A 1ª Turma do Tribunal Regional do Trabalho da 1ª Região (TRT/RJ) deu provimento ao recurso ordinário de um motorista e reconheceu o vínculo empregatício entre ele e uma empresa de transporte por aplicativo. Por unanimidade, o Colegiado acompanhou o entendimento do relator, desembargador Mário Sérgio M. Pinheiro, entendendo estarem presentes os requisitos para a configuração do vínculo empregatício. Entre eles, a relação de subordinação algorítmica, uma nova espécie de caracterização do liame trabalhista.
O motorista requereu o reconhecimento do vínculo empregatício com a empresa alegando que prestou os serviços com pessoalidade, onerosidade, habitualidade, continuidade e de forma subordinada. Ademais, disse que a empresa determinava todas as condições para a execução da atividade, controlava o serviço prestado e estabelecia o preço da tarifa.
Mesmo sendo regularmente citada, a empresa não contestou e reclamação trabalhista, sendo considerada revel. No 1º grau, os pedidos do motorista foram julgados improcedentes a partir do entendimento de que não foram configurados os requisitos legais para o reconhecimento do vínculo empregatício. Para a magistrada que julgou o processo, a relação entre as partes era pautada por regras que não se confundem com os requisitos da relação de emprego, uma vez que havia ampla flexibilidade na escolha dos períodos nos quais o motorista desejava trabalhar. Inconformado, o trabalhador interpôs recurso ordinário.
No 2º grau, o desembargador Mário Sérgio M. Pinheiro assumiu a relatoria do caso. Após o encaminhamento dos autos para inclusão em pauta de julgamento, as partes apresentaram petição conjunta de acordo. Entretanto, a 1ª Turma não o homologou tendo em vista que a homologação da petição conjunta nos termos dispostos pelas partes, sem o reconhecimento do vínculo empregatício, obstaria o motorista a conhecer o posicionamento da Turma quanto ao seu pedido de vínculo. “Para que a Jurisprudência se consolide, com exame do mérito da lide, deixo de homologar a proposta de acordo, sem prejuízo de que as partes, após a publicação do Acórdão, entabulem qualquer acordo que atenda a seus interesses”, concluiu o magistrado.

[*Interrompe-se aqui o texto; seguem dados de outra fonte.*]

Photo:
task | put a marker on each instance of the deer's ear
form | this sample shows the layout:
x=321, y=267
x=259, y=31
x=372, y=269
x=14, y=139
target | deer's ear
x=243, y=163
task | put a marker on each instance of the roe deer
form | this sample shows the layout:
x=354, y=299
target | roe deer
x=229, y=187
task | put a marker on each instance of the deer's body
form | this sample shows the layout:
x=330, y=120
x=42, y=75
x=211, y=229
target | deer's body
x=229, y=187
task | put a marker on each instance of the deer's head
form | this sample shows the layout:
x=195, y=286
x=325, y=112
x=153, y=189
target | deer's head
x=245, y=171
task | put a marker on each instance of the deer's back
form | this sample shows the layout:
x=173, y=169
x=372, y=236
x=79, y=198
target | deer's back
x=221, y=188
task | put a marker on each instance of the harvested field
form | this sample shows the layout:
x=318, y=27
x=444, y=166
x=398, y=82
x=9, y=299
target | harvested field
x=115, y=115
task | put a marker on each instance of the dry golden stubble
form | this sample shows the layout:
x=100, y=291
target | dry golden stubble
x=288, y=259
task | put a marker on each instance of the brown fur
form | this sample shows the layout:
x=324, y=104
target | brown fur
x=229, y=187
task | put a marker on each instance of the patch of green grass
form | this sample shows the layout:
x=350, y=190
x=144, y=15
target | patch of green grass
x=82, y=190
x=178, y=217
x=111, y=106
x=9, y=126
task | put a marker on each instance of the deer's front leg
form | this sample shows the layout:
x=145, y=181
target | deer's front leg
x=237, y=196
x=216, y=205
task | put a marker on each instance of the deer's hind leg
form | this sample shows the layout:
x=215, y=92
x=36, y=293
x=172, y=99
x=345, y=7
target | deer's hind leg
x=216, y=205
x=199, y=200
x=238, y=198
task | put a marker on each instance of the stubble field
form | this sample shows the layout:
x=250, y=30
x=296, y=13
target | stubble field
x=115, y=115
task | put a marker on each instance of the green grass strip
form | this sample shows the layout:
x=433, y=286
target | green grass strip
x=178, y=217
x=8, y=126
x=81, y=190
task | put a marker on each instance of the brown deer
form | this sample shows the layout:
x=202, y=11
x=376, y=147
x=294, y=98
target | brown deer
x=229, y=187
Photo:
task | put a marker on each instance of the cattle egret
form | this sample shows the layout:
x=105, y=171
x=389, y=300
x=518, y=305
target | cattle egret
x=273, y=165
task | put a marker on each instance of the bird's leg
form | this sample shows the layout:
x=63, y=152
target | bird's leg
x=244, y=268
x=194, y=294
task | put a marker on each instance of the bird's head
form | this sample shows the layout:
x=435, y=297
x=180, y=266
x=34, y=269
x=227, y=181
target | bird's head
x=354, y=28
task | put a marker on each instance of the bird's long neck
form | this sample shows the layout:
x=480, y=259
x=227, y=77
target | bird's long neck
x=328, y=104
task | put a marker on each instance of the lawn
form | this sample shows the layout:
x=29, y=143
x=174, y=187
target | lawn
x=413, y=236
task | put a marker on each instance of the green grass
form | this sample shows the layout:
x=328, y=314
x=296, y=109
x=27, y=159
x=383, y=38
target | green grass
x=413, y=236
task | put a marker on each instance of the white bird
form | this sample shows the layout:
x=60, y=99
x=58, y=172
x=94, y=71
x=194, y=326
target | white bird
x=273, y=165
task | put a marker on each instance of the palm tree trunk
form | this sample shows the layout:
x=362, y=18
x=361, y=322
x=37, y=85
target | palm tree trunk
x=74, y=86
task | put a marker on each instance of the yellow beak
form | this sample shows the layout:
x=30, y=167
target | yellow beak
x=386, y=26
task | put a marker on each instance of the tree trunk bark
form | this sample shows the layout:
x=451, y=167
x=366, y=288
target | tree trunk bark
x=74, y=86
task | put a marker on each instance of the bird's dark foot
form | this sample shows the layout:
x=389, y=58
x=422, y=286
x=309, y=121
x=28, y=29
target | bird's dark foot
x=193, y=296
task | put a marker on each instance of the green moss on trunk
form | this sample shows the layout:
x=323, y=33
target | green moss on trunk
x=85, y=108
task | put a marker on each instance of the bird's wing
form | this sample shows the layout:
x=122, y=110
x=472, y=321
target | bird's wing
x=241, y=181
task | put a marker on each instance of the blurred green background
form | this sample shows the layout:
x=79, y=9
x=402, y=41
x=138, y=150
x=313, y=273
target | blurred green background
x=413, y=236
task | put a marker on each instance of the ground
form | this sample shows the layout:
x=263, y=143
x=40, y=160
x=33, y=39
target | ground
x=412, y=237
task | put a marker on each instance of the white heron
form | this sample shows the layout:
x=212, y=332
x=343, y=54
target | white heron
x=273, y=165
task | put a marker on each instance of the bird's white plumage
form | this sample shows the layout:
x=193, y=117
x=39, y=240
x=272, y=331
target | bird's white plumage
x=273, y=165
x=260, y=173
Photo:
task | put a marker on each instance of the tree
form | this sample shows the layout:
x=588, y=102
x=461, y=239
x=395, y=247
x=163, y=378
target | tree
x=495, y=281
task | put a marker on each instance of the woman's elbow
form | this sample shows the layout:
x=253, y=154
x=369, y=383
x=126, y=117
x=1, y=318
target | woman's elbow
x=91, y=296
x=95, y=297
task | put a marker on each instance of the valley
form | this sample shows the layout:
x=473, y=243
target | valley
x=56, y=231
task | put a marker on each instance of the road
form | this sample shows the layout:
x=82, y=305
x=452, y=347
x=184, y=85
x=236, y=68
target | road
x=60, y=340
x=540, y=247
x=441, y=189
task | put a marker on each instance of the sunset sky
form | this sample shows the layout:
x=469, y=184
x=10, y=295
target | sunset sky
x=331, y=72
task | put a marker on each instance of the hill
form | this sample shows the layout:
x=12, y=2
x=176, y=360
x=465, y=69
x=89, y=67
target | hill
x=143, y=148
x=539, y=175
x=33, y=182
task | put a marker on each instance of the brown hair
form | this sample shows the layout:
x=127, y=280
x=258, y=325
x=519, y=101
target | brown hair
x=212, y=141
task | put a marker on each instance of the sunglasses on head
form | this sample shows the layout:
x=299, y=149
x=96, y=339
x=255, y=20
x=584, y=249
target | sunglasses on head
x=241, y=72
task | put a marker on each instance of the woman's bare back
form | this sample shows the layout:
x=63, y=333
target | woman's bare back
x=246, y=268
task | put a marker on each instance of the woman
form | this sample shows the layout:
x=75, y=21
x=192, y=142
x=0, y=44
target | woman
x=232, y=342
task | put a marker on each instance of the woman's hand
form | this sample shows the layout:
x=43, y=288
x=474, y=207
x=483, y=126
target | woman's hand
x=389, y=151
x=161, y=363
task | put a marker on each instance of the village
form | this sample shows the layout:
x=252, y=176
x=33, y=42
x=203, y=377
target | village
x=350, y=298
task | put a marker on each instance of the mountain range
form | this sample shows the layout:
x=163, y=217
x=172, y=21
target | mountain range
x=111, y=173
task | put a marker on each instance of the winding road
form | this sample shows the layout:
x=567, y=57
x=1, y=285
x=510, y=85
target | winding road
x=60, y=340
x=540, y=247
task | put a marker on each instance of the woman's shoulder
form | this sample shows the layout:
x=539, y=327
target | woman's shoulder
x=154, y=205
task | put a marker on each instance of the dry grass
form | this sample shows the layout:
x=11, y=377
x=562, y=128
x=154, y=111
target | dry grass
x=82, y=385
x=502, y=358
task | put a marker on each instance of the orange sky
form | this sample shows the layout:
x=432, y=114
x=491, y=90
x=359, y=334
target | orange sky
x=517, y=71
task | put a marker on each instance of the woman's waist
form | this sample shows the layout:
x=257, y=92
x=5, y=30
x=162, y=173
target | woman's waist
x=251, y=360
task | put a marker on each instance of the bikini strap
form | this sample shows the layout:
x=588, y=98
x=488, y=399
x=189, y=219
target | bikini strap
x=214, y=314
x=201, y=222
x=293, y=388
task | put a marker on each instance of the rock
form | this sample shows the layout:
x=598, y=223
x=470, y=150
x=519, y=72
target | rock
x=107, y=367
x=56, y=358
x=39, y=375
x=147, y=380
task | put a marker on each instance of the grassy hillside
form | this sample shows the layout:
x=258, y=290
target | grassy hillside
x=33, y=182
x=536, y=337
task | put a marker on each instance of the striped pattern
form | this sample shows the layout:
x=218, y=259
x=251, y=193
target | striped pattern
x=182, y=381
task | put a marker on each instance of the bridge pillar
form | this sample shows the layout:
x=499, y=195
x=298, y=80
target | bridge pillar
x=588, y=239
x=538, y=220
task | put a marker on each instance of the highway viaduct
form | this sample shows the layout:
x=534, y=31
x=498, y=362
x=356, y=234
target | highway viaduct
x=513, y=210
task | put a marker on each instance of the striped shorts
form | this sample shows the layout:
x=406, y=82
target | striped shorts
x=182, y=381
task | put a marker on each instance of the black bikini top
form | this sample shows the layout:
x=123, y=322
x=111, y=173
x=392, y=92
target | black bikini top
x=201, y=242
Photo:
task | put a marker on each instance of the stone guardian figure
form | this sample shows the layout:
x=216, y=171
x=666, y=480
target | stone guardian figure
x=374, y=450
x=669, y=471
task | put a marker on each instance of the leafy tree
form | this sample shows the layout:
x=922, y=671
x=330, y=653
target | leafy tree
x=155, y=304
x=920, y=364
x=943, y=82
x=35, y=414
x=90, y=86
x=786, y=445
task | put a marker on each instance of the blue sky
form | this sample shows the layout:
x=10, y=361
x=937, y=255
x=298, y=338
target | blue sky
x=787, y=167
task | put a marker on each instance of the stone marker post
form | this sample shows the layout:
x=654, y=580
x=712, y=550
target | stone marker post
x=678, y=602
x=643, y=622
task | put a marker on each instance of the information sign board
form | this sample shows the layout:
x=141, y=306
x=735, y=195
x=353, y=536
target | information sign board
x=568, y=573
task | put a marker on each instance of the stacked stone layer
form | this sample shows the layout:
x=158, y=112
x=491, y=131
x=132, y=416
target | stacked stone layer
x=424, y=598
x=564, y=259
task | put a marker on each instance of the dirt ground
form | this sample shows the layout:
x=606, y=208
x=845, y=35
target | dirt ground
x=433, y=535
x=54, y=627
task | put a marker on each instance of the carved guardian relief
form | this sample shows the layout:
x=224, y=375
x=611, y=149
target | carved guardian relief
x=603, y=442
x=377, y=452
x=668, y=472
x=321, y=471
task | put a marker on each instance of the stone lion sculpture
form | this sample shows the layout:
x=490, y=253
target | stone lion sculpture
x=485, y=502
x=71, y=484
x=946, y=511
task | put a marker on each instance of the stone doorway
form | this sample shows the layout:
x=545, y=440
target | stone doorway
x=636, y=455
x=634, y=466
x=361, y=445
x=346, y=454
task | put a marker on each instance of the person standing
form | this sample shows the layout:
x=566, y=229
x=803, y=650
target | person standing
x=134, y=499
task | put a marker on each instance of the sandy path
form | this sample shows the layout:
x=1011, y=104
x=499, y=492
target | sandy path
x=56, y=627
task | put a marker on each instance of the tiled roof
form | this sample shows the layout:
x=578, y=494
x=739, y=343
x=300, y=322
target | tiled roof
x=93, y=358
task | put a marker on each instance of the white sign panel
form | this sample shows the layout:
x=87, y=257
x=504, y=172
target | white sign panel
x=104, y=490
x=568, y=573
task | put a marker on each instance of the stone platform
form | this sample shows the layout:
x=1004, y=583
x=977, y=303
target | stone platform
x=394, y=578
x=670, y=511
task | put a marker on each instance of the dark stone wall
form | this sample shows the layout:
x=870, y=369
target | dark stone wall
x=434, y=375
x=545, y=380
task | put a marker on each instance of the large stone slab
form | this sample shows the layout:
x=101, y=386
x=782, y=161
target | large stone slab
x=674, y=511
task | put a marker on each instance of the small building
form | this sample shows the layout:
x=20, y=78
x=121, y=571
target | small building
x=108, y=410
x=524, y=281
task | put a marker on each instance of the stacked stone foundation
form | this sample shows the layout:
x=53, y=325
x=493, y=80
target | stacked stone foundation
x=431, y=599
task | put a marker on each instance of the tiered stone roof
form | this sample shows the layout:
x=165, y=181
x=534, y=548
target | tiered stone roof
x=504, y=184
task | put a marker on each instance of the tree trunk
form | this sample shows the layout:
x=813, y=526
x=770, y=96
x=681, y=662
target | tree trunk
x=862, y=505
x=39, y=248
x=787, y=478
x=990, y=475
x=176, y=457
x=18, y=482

Quanto ao mérito, o relator destacou que, além de as alegações do autor serem presumidas verdadeiras frente à revelia da empresa, a análise dos elementos fáticos também conduzem para a existência do vínculo de emprego.
O relator observou que a transformação da realidade social trouxe a expansão do conceito e do alcance da subordinação com a criação de novas espécies, tais como a subordinação reticular e integrativa, que representam a ideia da "rede de relações" e a subordinação algorítmica. De acordo com o desembargador, a inteligência artificial que é utilizada pelas plataformas para buscar mais competitividade não só aproxima a relação entre as empresas, os prestadores de serviços e os usuários, mas também “coordena trabalhos, estabelece o preço do serviço e fiscaliza e pune os que descumprem o modelo de negócio”.
Assim, o relator concluiu pela impossibilidade de não se reconhecer o vínculo de emprego entre as partes uma vez que plataforma digital não é apenas uma ferramenta eletrônica à disposição dos interessados, sem qualquer interferência no resultado do transporte fornecido. “Pelo contrário, a plataforma controla os preços do serviço de transporte a ser prestado pelo motorista, destinando apenas um percentual ao trabalhador; condicionam a permanência do motorista às avaliações feitas pelos usuários; estabelece o número mínimo de corridas a ser realizado, existindo, inclusive, punições”, assinalou ele, em seu voto.
Outros requisitos
Além da subordinação, o relator destacou ainda outros requisitos que configurariam a relação de emprego, como a pessoalidade. Segundo ele, o motorista não podia se fazer substituir por outro trabalhador, uma vez que “a violação da regra do uso pessoal, exclusivo e intransferível, sujeita o motorista ao cancelamento do cadastro”.
A onerosidade também foi constatada. Para o relator, o fato de haver a inequívoca expectativa de pagamento ao final de cada corrida configura o requisito. Destacou, ainda, que a política de preços é estabelecida unilateralmente pelo sistema de algoritmo da ré, que determina o preço das tarifas de acordo com a demanda dos usuários.
Também se configurou a não eventualidade. “A atividade desempenhada pelo motorista parceiro jamais poderá ser tida como eventual, fortuita, episódica, porque indispensável à própria razão de ser da plataforma digital – que, conforme destacado, busca a exploração econômica da atividade de transporte privado”, concluiu.
Assim, com a verificação da a presença de todos os elementos da relação de emprego, houve o reconhecimento da formação de vínculo entre o motorista e a empresa.
Nas decisões proferidas pela Justiça do Trabalho, são admissíveis os recursos enumerados no art. 893 da CLT.